BPR: The last part is accessibility. In a more general sense, why is accessibility and safety particularly an area you want to focus on among all the other issues at UCLA? Are there any other issues that you currently see related to accessibility that UCLA can fix?

Chloe Garton: There are 8 million things UCLA needs to fix about accessibility. Unfortunately, these issues are very easy to turn a blind eye to, because you kind of just accept it. That's what I learned in high school, as a lot of people genuinely don't think about accessibility. A lot of people think that they will not interact with someone with specific types of disabilities and because of that, they are not aware of the kind of resources that people with intellectual developmental disabilities might need. And I know that's not what the whole platform is focused on, but that is something I became aware of.
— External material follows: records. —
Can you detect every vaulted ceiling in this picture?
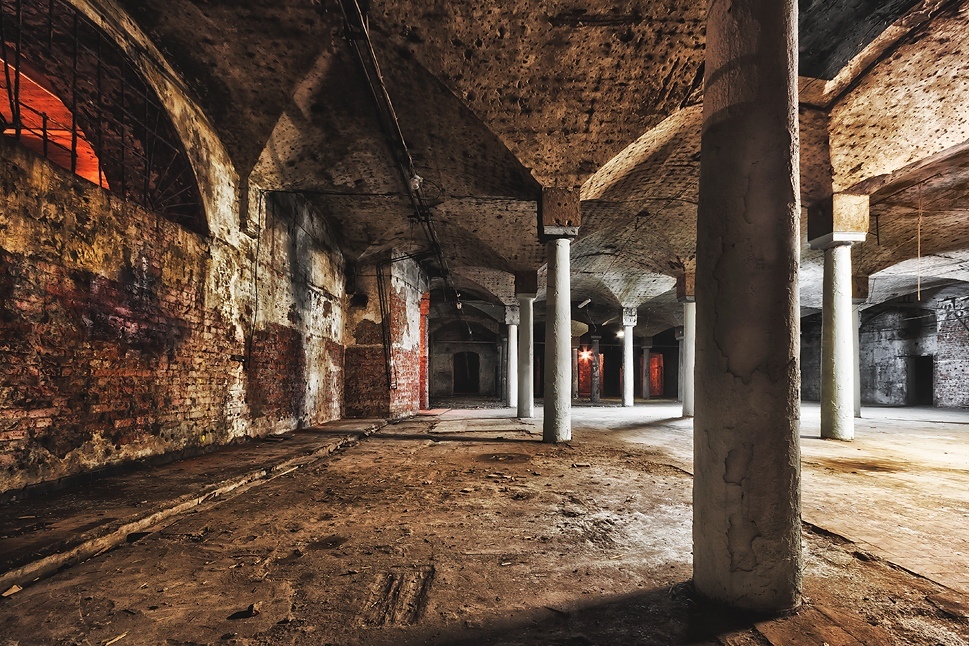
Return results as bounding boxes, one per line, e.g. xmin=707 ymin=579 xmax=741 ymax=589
xmin=113 ymin=0 xmax=969 ymax=333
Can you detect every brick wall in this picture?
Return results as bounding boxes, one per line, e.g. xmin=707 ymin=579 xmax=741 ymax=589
xmin=860 ymin=307 xmax=936 ymax=406
xmin=430 ymin=315 xmax=501 ymax=397
xmin=0 ymin=140 xmax=343 ymax=492
xmin=935 ymin=297 xmax=969 ymax=408
xmin=345 ymin=260 xmax=427 ymax=418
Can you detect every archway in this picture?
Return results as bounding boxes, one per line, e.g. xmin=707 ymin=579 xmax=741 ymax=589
xmin=454 ymin=352 xmax=481 ymax=395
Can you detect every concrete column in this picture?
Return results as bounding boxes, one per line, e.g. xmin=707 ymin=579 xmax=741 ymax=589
xmin=821 ymin=243 xmax=855 ymax=440
xmin=505 ymin=323 xmax=518 ymax=408
xmin=681 ymin=302 xmax=696 ymax=417
xmin=542 ymin=238 xmax=572 ymax=442
xmin=643 ymin=345 xmax=653 ymax=399
xmin=572 ymin=346 xmax=579 ymax=400
xmin=622 ymin=307 xmax=637 ymax=406
xmin=517 ymin=294 xmax=535 ymax=419
xmin=851 ymin=301 xmax=861 ymax=418
xmin=589 ymin=336 xmax=602 ymax=404
xmin=622 ymin=326 xmax=636 ymax=406
xmin=693 ymin=0 xmax=802 ymax=612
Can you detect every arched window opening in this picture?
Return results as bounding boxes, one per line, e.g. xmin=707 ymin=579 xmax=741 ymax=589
xmin=0 ymin=0 xmax=207 ymax=234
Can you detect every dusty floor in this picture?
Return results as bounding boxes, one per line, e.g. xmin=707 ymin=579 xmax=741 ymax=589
xmin=0 ymin=402 xmax=969 ymax=646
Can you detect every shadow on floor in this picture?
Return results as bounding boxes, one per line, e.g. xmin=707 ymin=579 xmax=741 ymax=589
xmin=414 ymin=582 xmax=765 ymax=646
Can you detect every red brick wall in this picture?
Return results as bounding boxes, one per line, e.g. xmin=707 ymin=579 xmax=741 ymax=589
xmin=0 ymin=141 xmax=343 ymax=492
xmin=345 ymin=261 xmax=426 ymax=418
xmin=935 ymin=297 xmax=969 ymax=408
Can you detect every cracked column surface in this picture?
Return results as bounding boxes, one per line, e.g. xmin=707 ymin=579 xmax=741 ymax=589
xmin=693 ymin=0 xmax=802 ymax=612
xmin=622 ymin=325 xmax=636 ymax=406
xmin=683 ymin=301 xmax=696 ymax=417
xmin=542 ymin=238 xmax=572 ymax=442
xmin=517 ymin=294 xmax=535 ymax=419
xmin=505 ymin=323 xmax=518 ymax=408
xmin=821 ymin=243 xmax=855 ymax=440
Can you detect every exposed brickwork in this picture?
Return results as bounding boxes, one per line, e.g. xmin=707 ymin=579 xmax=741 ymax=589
xmin=345 ymin=261 xmax=427 ymax=417
xmin=0 ymin=142 xmax=343 ymax=491
xmin=935 ymin=297 xmax=969 ymax=408
xmin=420 ymin=292 xmax=431 ymax=410
xmin=246 ymin=324 xmax=306 ymax=418
xmin=344 ymin=345 xmax=390 ymax=418
xmin=860 ymin=307 xmax=936 ymax=406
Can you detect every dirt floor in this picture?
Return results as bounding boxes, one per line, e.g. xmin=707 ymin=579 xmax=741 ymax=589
xmin=0 ymin=410 xmax=969 ymax=646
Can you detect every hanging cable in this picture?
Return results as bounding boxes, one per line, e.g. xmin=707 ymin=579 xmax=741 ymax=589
xmin=915 ymin=182 xmax=922 ymax=301
xmin=339 ymin=0 xmax=460 ymax=309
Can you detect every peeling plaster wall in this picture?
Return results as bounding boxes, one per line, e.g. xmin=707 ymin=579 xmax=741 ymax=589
xmin=345 ymin=260 xmax=428 ymax=418
xmin=935 ymin=297 xmax=969 ymax=408
xmin=861 ymin=308 xmax=936 ymax=406
xmin=0 ymin=140 xmax=344 ymax=491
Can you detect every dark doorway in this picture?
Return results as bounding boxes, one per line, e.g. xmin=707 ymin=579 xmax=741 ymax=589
xmin=909 ymin=355 xmax=935 ymax=406
xmin=454 ymin=352 xmax=481 ymax=395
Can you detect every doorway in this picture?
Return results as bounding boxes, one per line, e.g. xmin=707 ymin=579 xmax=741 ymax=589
xmin=909 ymin=354 xmax=935 ymax=406
xmin=454 ymin=352 xmax=481 ymax=395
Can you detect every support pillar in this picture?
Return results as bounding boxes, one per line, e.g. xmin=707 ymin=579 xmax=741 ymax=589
xmin=821 ymin=243 xmax=855 ymax=440
xmin=682 ymin=301 xmax=696 ymax=417
xmin=538 ymin=187 xmax=581 ymax=442
xmin=505 ymin=305 xmax=519 ymax=408
xmin=542 ymin=238 xmax=572 ymax=442
xmin=808 ymin=193 xmax=868 ymax=441
xmin=517 ymin=293 xmax=535 ymax=419
xmin=693 ymin=0 xmax=802 ymax=612
xmin=643 ymin=344 xmax=653 ymax=399
xmin=622 ymin=307 xmax=637 ymax=407
xmin=572 ymin=344 xmax=579 ymax=401
xmin=589 ymin=336 xmax=602 ymax=404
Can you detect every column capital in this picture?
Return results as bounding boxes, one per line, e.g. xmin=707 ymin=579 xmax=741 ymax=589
xmin=676 ymin=271 xmax=696 ymax=303
xmin=505 ymin=305 xmax=520 ymax=325
xmin=851 ymin=276 xmax=869 ymax=304
xmin=622 ymin=307 xmax=639 ymax=327
xmin=538 ymin=187 xmax=582 ymax=241
xmin=515 ymin=271 xmax=538 ymax=298
xmin=808 ymin=193 xmax=869 ymax=249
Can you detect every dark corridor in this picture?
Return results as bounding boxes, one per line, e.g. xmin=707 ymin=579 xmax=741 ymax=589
xmin=909 ymin=355 xmax=935 ymax=406
xmin=454 ymin=352 xmax=481 ymax=395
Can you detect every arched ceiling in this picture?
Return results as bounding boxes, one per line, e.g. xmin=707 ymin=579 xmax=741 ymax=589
xmin=105 ymin=0 xmax=969 ymax=340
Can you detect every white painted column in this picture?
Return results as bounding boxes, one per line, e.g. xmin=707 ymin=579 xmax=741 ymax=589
xmin=589 ymin=336 xmax=602 ymax=404
xmin=622 ymin=307 xmax=636 ymax=406
xmin=542 ymin=238 xmax=572 ymax=442
xmin=682 ymin=301 xmax=696 ymax=417
xmin=505 ymin=323 xmax=518 ymax=408
xmin=517 ymin=294 xmax=535 ymax=419
xmin=821 ymin=243 xmax=855 ymax=440
xmin=851 ymin=302 xmax=861 ymax=418
xmin=643 ymin=350 xmax=653 ymax=399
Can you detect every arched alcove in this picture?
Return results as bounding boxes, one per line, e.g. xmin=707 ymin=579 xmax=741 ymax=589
xmin=0 ymin=0 xmax=208 ymax=234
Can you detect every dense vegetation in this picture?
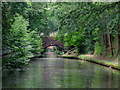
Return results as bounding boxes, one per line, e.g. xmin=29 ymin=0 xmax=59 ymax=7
xmin=2 ymin=2 xmax=120 ymax=68
xmin=53 ymin=2 xmax=120 ymax=57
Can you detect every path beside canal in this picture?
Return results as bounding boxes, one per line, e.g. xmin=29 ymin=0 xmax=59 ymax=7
xmin=61 ymin=54 xmax=120 ymax=70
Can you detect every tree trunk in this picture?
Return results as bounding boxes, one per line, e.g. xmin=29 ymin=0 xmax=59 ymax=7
xmin=107 ymin=30 xmax=113 ymax=56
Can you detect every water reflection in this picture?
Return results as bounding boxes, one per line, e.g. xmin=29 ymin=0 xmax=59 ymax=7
xmin=2 ymin=53 xmax=118 ymax=88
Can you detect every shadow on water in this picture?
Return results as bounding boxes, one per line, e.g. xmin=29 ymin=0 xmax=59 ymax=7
xmin=2 ymin=52 xmax=119 ymax=88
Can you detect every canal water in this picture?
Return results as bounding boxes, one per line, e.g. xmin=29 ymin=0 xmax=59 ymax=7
xmin=2 ymin=53 xmax=119 ymax=88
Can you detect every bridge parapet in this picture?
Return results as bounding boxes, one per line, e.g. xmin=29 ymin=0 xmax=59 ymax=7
xmin=41 ymin=37 xmax=64 ymax=48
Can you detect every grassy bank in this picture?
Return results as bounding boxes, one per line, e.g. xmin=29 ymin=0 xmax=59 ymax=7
xmin=61 ymin=55 xmax=120 ymax=70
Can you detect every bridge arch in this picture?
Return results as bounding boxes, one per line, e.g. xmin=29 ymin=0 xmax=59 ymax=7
xmin=41 ymin=37 xmax=64 ymax=49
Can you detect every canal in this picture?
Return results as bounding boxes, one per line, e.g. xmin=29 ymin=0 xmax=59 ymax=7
xmin=2 ymin=53 xmax=119 ymax=88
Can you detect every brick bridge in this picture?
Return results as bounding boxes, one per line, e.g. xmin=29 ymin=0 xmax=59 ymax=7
xmin=41 ymin=37 xmax=64 ymax=48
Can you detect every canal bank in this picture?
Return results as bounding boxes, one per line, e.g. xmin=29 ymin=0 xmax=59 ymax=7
xmin=60 ymin=55 xmax=120 ymax=71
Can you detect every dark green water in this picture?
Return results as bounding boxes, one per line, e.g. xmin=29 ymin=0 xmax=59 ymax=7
xmin=2 ymin=53 xmax=119 ymax=88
For example, when I would plan events in high school or college, I was thinking we may need things such as a sign language interpreter or making sure the bus company can come here, and that the bus company has a wheelchair ramp that's working. All of these are little fine tuned specific things that you wouldn't think about unless you had experience or personally had an intellectual or developmental disability. Because I have so many friends that have all this experience in that space, I just feel like I'm hyper aware of it. It's really important to me that every student is able to have equal access to an education. And if there are all these barriers in the way to your success, then you're not having an equal opportunity to education as everyone else's. That's why I think accessibility is super important to me. 


BPR: My last question is about UCPD. You said you wanted to reallocate UCPD funding. What are you looking to reallocate funding for? And what do you anticipate some of the challenges to be when you're lobbying the UCPD?
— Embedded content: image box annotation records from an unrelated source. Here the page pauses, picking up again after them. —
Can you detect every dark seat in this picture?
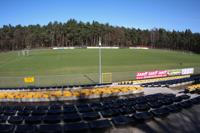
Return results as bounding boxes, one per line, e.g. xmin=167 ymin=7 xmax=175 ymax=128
xmin=101 ymin=109 xmax=120 ymax=118
xmin=32 ymin=110 xmax=46 ymax=116
xmin=8 ymin=116 xmax=23 ymax=124
xmin=0 ymin=115 xmax=8 ymax=123
xmin=161 ymin=98 xmax=174 ymax=105
xmin=63 ymin=106 xmax=77 ymax=114
xmin=15 ymin=125 xmax=38 ymax=133
xmin=134 ymin=104 xmax=150 ymax=111
xmin=82 ymin=112 xmax=100 ymax=121
xmin=37 ymin=105 xmax=49 ymax=110
xmin=133 ymin=112 xmax=153 ymax=121
xmin=64 ymin=122 xmax=89 ymax=133
xmin=178 ymin=100 xmax=192 ymax=108
xmin=63 ymin=114 xmax=81 ymax=122
xmin=43 ymin=115 xmax=61 ymax=124
xmin=191 ymin=96 xmax=200 ymax=104
xmin=151 ymin=107 xmax=170 ymax=117
xmin=119 ymin=107 xmax=135 ymax=115
xmin=4 ymin=110 xmax=16 ymax=116
xmin=39 ymin=124 xmax=62 ymax=133
xmin=47 ymin=109 xmax=62 ymax=115
xmin=0 ymin=124 xmax=15 ymax=133
xmin=49 ymin=104 xmax=61 ymax=110
xmin=167 ymin=104 xmax=182 ymax=113
xmin=89 ymin=120 xmax=112 ymax=130
xmin=25 ymin=116 xmax=42 ymax=124
xmin=24 ymin=106 xmax=36 ymax=110
xmin=90 ymin=103 xmax=103 ymax=111
xmin=17 ymin=110 xmax=31 ymax=116
xmin=148 ymin=101 xmax=162 ymax=108
xmin=112 ymin=116 xmax=130 ymax=126
xmin=77 ymin=104 xmax=93 ymax=113
xmin=180 ymin=94 xmax=190 ymax=99
xmin=135 ymin=96 xmax=147 ymax=104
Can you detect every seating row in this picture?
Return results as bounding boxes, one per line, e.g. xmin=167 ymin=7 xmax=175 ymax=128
xmin=0 ymin=94 xmax=200 ymax=133
xmin=0 ymin=86 xmax=143 ymax=99
xmin=118 ymin=75 xmax=190 ymax=85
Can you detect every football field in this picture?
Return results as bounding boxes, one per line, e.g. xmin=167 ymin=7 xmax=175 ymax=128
xmin=0 ymin=49 xmax=200 ymax=87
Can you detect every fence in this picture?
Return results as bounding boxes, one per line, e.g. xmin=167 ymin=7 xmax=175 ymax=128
xmin=0 ymin=67 xmax=200 ymax=88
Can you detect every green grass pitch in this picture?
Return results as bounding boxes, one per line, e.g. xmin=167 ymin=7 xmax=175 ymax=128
xmin=0 ymin=49 xmax=200 ymax=87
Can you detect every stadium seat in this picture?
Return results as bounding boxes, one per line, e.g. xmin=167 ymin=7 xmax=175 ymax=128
xmin=151 ymin=107 xmax=170 ymax=117
xmin=31 ymin=110 xmax=46 ymax=116
xmin=89 ymin=120 xmax=112 ymax=130
xmin=82 ymin=112 xmax=100 ymax=121
xmin=63 ymin=114 xmax=81 ymax=122
xmin=135 ymin=104 xmax=150 ymax=111
xmin=64 ymin=122 xmax=89 ymax=133
xmin=39 ymin=124 xmax=62 ymax=133
xmin=43 ymin=115 xmax=61 ymax=124
xmin=167 ymin=104 xmax=182 ymax=113
xmin=15 ymin=125 xmax=38 ymax=133
xmin=17 ymin=110 xmax=31 ymax=116
xmin=133 ymin=112 xmax=153 ymax=121
xmin=0 ymin=115 xmax=8 ymax=123
xmin=148 ymin=101 xmax=163 ymax=108
xmin=8 ymin=116 xmax=23 ymax=124
xmin=37 ymin=105 xmax=49 ymax=110
xmin=0 ymin=124 xmax=15 ymax=133
xmin=178 ymin=100 xmax=192 ymax=108
xmin=47 ymin=109 xmax=62 ymax=115
xmin=25 ymin=116 xmax=42 ymax=124
xmin=77 ymin=104 xmax=93 ymax=113
xmin=112 ymin=116 xmax=130 ymax=126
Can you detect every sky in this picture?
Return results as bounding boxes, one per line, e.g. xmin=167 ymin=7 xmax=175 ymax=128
xmin=0 ymin=0 xmax=200 ymax=32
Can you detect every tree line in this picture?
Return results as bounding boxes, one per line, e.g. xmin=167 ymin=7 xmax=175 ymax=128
xmin=0 ymin=19 xmax=200 ymax=53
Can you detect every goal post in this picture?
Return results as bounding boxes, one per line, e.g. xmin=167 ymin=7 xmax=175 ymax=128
xmin=102 ymin=73 xmax=112 ymax=83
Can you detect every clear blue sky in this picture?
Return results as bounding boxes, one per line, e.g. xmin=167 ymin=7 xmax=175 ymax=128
xmin=0 ymin=0 xmax=200 ymax=32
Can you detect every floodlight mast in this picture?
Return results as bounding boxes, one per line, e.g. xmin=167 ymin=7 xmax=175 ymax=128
xmin=99 ymin=37 xmax=102 ymax=84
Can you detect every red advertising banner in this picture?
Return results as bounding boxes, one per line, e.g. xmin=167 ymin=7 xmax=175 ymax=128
xmin=136 ymin=70 xmax=167 ymax=79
Chloe Garton: There are so many challenges to that. Obviously, the university doesn't want to get rid of the police because they think that they are creating a safe environment and that they're critical to safety infrastructure. As a result, to reallocate funding, we need to fill that role of the UCPD. For me, I think two of the things that can fill that role is to have more crisis response mental health officials. I've worked in that area and I understand how effective mental health responders are, rather than like police officers, because they have the experience of dealing with mentally ill people. For a lot of the incidents that happen at UCLA, the police aren't necessarily the most equipped to handle that, as their training does not focus on that. And so I think having crisis response mental health officials would be a great way to replace some of those police officers. And on top of that, I think that we should reallocate a lot of the funding into reimbursing transportation to the Santa Monica rape test treatment center. 
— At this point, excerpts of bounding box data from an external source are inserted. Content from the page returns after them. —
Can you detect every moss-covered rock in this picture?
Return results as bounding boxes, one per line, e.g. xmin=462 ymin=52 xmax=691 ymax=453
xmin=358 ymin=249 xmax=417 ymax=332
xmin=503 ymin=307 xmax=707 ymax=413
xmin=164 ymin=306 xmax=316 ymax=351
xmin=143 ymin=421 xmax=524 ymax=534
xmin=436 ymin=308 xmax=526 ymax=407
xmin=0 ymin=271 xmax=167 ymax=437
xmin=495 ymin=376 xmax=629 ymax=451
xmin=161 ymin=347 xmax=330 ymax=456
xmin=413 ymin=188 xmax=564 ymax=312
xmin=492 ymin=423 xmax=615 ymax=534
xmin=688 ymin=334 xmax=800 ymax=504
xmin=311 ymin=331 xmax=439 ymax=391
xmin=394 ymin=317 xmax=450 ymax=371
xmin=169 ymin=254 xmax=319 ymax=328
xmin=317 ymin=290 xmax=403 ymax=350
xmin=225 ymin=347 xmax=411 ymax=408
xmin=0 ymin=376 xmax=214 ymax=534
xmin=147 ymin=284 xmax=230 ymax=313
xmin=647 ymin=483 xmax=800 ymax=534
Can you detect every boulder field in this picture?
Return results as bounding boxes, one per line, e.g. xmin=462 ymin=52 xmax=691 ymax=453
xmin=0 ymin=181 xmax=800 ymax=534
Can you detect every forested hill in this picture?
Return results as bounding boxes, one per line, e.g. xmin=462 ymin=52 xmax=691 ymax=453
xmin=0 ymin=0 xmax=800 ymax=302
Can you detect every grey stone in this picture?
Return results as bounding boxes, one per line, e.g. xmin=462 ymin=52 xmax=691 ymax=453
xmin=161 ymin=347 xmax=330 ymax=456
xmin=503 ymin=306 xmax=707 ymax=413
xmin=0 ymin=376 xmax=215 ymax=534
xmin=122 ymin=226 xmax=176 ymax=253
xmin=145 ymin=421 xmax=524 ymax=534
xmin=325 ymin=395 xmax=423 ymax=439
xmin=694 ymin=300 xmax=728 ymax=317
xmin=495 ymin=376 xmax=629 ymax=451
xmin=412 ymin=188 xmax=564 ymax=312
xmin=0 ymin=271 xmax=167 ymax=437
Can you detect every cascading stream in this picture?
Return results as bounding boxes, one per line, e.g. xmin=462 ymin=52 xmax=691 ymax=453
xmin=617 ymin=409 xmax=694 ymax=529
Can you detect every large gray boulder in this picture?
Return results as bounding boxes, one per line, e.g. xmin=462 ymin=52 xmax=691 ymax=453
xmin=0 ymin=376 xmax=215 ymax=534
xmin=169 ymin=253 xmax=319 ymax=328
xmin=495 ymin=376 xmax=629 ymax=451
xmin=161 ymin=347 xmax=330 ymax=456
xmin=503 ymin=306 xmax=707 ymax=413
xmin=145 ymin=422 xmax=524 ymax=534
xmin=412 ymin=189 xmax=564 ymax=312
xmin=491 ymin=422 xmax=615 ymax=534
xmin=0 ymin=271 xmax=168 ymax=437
BPR: Is there anything else you would like to add that would help others understand you as a candidate?

Chloe Garton: I know I blabbed a lot during this. But again, I am a 20 year old UCLA student just like everyone else at this school. I am not perfect. I am not Joe Biden. I haven't been in American politics for 8 billion years. My only goal is to just help students. The only way I think I can do that is by understanding them, listening to them, and being open-minded. I really want to emphasize that if you want someone that is going to listen to you, and who is going to advocate for you, and  who cares about you, then you should vote for me because that is genuinely what I am dedicated to doing. I don’t have any other ulterior motives. That’s really it. That’s me on paper.



Conversations were recorded to ensure accuracy, and writers made slight edits for clarity.